4 Advisers relying on the private fund adviser exemption and that have also complied with all of their reporting obligations as exempt reporting advisers may register with the SEC 90 days after filing their annual updating amendment reporting $150 million or more of private fund regulatory assets under management. Advisers relying on the private fund adviser exemption which have not complied with their reporting obligations as exempt reporting advisers or that accept a client that is not a private fund should plan to register before they become ineligible for the private fund adviser exemption.
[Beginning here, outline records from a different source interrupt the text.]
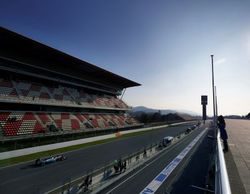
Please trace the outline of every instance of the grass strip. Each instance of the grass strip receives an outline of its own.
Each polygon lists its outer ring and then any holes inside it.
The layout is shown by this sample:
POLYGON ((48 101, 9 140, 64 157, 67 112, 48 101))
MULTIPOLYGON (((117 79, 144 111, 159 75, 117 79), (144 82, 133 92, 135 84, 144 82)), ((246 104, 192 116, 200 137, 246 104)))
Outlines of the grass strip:
MULTIPOLYGON (((158 130, 158 129, 155 129, 154 131, 156 131, 156 130, 158 130)), ((8 159, 0 160, 0 167, 6 167, 9 165, 13 165, 13 164, 18 164, 18 163, 22 163, 22 162, 35 160, 37 158, 42 158, 42 157, 56 155, 56 154, 60 154, 60 153, 64 153, 64 152, 74 151, 74 150, 78 150, 78 149, 82 149, 82 148, 86 148, 86 147, 91 147, 94 145, 104 144, 104 143, 112 142, 112 141, 119 140, 119 139, 134 137, 134 136, 142 135, 142 134, 145 134, 148 132, 152 132, 152 130, 128 133, 128 134, 124 134, 124 135, 119 135, 118 137, 112 137, 112 138, 93 141, 93 142, 89 142, 89 143, 83 143, 83 144, 58 148, 58 149, 54 149, 54 150, 38 152, 38 153, 34 153, 34 154, 28 154, 28 155, 24 155, 24 156, 8 158, 8 159)))

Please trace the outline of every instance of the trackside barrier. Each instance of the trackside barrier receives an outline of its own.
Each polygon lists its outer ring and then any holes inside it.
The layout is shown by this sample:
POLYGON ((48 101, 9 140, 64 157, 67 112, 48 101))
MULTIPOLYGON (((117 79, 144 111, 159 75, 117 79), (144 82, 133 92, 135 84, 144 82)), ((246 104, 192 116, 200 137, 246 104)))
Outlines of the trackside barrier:
POLYGON ((220 132, 217 133, 217 146, 215 157, 215 193, 216 194, 231 194, 229 178, 224 158, 223 149, 221 146, 220 132))
POLYGON ((97 170, 94 170, 92 172, 85 173, 84 176, 77 178, 73 181, 67 182, 64 185, 55 188, 54 190, 48 191, 47 194, 56 194, 56 193, 62 193, 62 194, 76 194, 76 193, 89 193, 90 191, 95 191, 101 188, 102 186, 105 186, 109 181, 119 179, 120 174, 122 174, 126 169, 128 171, 135 169, 139 165, 143 164, 147 160, 151 159, 156 154, 163 151, 165 147, 168 147, 169 145, 173 144, 174 142, 179 141, 183 137, 185 137, 188 134, 180 133, 174 139, 171 143, 163 146, 162 141, 157 142, 154 144, 149 145, 148 147, 145 147, 141 150, 139 150, 136 153, 133 153, 131 155, 127 155, 124 157, 121 157, 119 160, 121 162, 126 162, 125 169, 123 168, 119 172, 115 172, 114 166, 117 164, 117 162, 112 161, 105 165, 104 167, 101 167, 97 170), (159 146, 161 145, 161 146, 159 146), (87 179, 91 179, 90 185, 88 185, 88 189, 86 189, 86 181, 87 179))
MULTIPOLYGON (((140 129, 131 129, 131 130, 126 130, 126 131, 120 131, 120 135, 135 133, 135 132, 141 132, 141 131, 149 131, 149 130, 168 127, 168 126, 176 126, 176 125, 185 124, 185 123, 189 123, 189 122, 180 122, 180 123, 174 123, 174 124, 169 124, 169 125, 161 125, 161 126, 156 126, 156 127, 148 127, 148 128, 140 128, 140 129)), ((36 146, 36 147, 31 147, 31 148, 1 152, 0 153, 0 160, 13 158, 13 157, 19 157, 19 156, 28 155, 28 154, 34 154, 34 153, 37 153, 37 152, 43 152, 43 151, 49 151, 49 150, 64 148, 64 147, 73 146, 73 145, 79 145, 79 144, 104 140, 104 139, 109 139, 109 138, 114 138, 114 137, 117 137, 116 135, 117 135, 116 133, 112 133, 112 134, 108 134, 108 135, 95 136, 95 137, 90 137, 90 138, 84 138, 84 139, 78 139, 78 140, 73 140, 73 141, 62 142, 62 143, 54 143, 54 144, 49 144, 49 145, 42 145, 42 146, 36 146)))

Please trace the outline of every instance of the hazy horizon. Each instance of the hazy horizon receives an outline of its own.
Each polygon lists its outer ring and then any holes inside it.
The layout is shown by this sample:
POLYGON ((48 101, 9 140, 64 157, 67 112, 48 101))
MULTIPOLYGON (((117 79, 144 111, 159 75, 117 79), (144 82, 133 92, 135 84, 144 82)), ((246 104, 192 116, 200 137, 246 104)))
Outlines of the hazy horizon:
POLYGON ((0 25, 141 83, 131 106, 250 112, 250 1, 4 1, 0 25))

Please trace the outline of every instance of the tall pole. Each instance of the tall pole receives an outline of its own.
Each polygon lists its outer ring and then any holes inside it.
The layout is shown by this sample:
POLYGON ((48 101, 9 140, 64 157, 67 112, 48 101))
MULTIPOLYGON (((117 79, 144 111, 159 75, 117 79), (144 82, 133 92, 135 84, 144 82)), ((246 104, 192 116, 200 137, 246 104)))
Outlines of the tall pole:
POLYGON ((215 123, 215 96, 214 96, 214 55, 211 55, 211 62, 212 62, 212 89, 213 89, 213 111, 214 111, 214 127, 216 126, 215 123))
POLYGON ((217 96, 217 90, 216 90, 216 86, 214 86, 214 96, 215 96, 215 118, 216 118, 216 122, 217 122, 217 117, 218 117, 218 96, 217 96))

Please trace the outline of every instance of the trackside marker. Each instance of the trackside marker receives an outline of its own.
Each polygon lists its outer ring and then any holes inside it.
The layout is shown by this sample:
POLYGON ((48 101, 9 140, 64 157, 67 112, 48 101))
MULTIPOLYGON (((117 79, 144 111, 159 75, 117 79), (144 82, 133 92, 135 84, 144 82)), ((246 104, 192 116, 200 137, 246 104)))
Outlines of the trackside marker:
POLYGON ((201 136, 207 131, 207 128, 202 131, 182 152, 175 157, 175 159, 170 162, 155 178, 148 184, 140 194, 151 194, 155 193, 162 183, 169 177, 173 170, 180 164, 183 158, 188 154, 188 152, 194 147, 201 136))

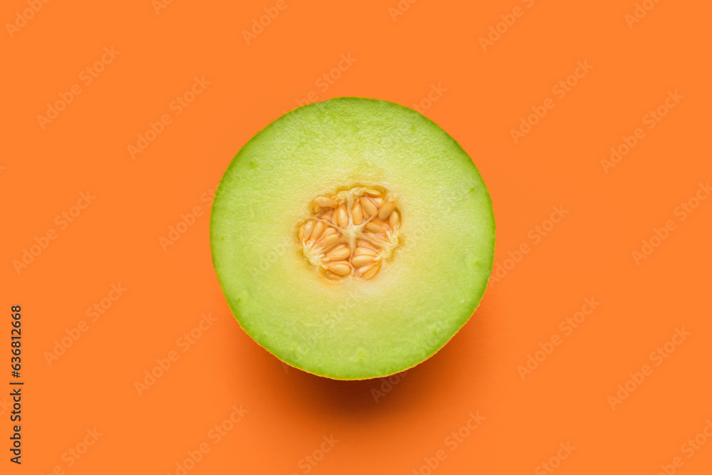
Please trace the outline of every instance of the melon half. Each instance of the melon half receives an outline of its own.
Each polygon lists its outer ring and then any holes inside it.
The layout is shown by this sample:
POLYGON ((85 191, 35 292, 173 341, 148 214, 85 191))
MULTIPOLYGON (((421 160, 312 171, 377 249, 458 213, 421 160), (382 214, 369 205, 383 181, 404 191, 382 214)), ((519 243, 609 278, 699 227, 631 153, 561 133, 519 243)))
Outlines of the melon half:
POLYGON ((339 98, 283 115, 233 159, 210 222, 240 325, 284 362, 387 376, 441 348, 479 305, 495 221, 481 176, 434 122, 339 98))

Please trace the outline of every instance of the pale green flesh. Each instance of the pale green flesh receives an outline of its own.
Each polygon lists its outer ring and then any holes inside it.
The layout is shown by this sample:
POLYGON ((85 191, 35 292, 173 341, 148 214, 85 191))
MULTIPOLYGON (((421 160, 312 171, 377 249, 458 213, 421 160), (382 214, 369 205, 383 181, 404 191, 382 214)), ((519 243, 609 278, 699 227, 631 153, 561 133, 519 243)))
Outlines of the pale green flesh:
POLYGON ((244 330, 283 361, 355 380, 439 350, 479 304, 495 223, 477 169, 435 123, 392 103, 340 98, 296 109, 237 154, 211 216, 213 263, 244 330), (401 244, 372 280, 330 283, 296 226, 318 194, 381 185, 402 212, 401 244))

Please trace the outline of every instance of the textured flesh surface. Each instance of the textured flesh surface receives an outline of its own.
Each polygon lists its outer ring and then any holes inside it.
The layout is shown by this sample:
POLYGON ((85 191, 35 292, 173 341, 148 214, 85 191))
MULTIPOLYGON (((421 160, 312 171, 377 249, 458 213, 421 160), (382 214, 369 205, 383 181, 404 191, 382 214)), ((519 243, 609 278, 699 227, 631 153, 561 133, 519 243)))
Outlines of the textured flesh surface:
POLYGON ((382 377, 434 354, 479 304, 495 223, 479 172, 419 113, 340 98, 295 109, 234 157, 211 216, 213 263, 244 330, 279 359, 342 380, 382 377), (379 184, 401 243, 373 280, 329 283, 295 226, 314 197, 379 184))

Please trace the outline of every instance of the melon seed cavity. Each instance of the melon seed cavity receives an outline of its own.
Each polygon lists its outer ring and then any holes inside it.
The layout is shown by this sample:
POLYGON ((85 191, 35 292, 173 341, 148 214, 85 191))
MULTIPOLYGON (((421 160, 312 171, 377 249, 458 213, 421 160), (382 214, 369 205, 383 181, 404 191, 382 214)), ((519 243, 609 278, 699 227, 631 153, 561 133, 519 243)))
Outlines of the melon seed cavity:
POLYGON ((327 280, 369 280, 398 246, 401 214, 387 190, 320 194, 298 228, 304 257, 327 280))

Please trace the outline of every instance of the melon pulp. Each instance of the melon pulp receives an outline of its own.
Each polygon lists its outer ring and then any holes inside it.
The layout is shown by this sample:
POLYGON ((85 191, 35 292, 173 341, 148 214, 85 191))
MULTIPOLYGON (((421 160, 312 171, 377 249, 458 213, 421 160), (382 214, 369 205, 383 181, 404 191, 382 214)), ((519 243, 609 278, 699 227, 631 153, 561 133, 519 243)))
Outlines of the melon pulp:
MULTIPOLYGON (((347 227, 337 231, 353 246, 347 227)), ((339 98, 288 113, 240 150, 216 192, 210 239, 250 337, 304 371, 358 380, 417 365, 465 324, 492 271, 495 222, 476 167, 436 124, 393 103, 339 98), (395 245, 377 274, 333 280, 308 259, 300 226, 315 197, 366 189, 396 203, 395 245)))

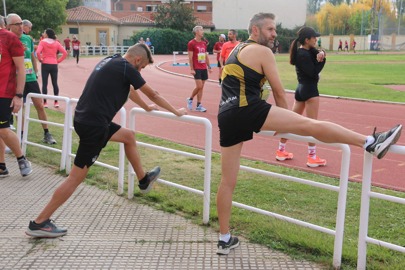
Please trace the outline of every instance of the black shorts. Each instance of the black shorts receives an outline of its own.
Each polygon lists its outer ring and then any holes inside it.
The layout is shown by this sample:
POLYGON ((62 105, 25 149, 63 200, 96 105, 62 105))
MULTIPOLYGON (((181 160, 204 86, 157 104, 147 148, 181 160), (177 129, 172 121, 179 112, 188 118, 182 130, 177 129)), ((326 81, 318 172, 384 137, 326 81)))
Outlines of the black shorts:
POLYGON ((218 115, 220 145, 229 147, 253 138, 264 123, 271 104, 258 100, 247 106, 233 108, 218 115))
POLYGON ((194 75, 194 80, 205 81, 208 79, 208 72, 206 69, 195 69, 196 74, 194 75))
POLYGON ((24 98, 26 98, 27 95, 30 93, 41 94, 38 82, 36 81, 26 82, 25 85, 24 86, 24 98))
POLYGON ((121 126, 113 122, 108 128, 89 125, 73 120, 75 131, 79 135, 79 147, 75 158, 75 165, 83 169, 89 168, 96 162, 101 149, 121 126))
POLYGON ((0 98, 0 128, 8 128, 10 127, 10 119, 14 107, 10 107, 12 100, 12 98, 0 98))
POLYGON ((311 98, 319 96, 318 84, 298 83, 295 89, 295 96, 294 97, 297 101, 306 101, 311 98))

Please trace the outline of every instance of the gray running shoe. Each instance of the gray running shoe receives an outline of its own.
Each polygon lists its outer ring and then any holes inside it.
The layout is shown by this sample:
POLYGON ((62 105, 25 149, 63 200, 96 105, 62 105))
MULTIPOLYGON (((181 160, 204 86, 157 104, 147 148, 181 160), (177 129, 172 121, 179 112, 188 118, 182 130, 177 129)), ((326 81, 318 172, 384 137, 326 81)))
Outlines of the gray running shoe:
POLYGON ((54 145, 56 143, 56 141, 52 137, 52 134, 51 132, 47 132, 44 135, 44 137, 42 138, 42 140, 44 142, 46 142, 49 145, 54 145))
POLYGON ((148 176, 148 180, 146 183, 142 185, 140 184, 138 185, 139 189, 141 189, 141 194, 146 194, 150 191, 152 189, 152 184, 159 178, 161 173, 160 167, 158 166, 155 167, 150 172, 146 173, 146 175, 148 176))
POLYGON ((402 125, 397 125, 392 129, 386 132, 375 133, 377 127, 371 136, 375 140, 374 142, 366 147, 366 151, 374 155, 378 159, 384 157, 390 149, 391 145, 396 142, 401 135, 402 125))
POLYGON ((32 172, 31 168, 31 162, 24 159, 18 162, 18 166, 20 166, 20 172, 23 176, 27 176, 32 172))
5 In addition to the 20% non-qualifying basket, a fund may also invest in cash and cash equivalents, U.S. Treasuries with a remaining maturity of no more than 60 days, and shares of money market funds registered under the Investment Company Act.
6 More specifically under the Unibanco line of no-action letters, the SEC staff indicated that it would not recommend enforcement action against a non-U.S. investment adviser with a subsidiary registered under the Advisers Act if: (i) they are separately organized (i.e., two distinct legal entities); (ii) the registered adviser is staffed with personnel (whether physically located in the United States or abroad) that are capable of providing investment advice; and (iii) a number of other conditions concerning consent to SEC oversight, SEC access to records of non-U.S. affiliates and regulatory compliance are met. See União de Bancos de Brasileiros S.A., SEC No-Action Letter (July 28, 1992).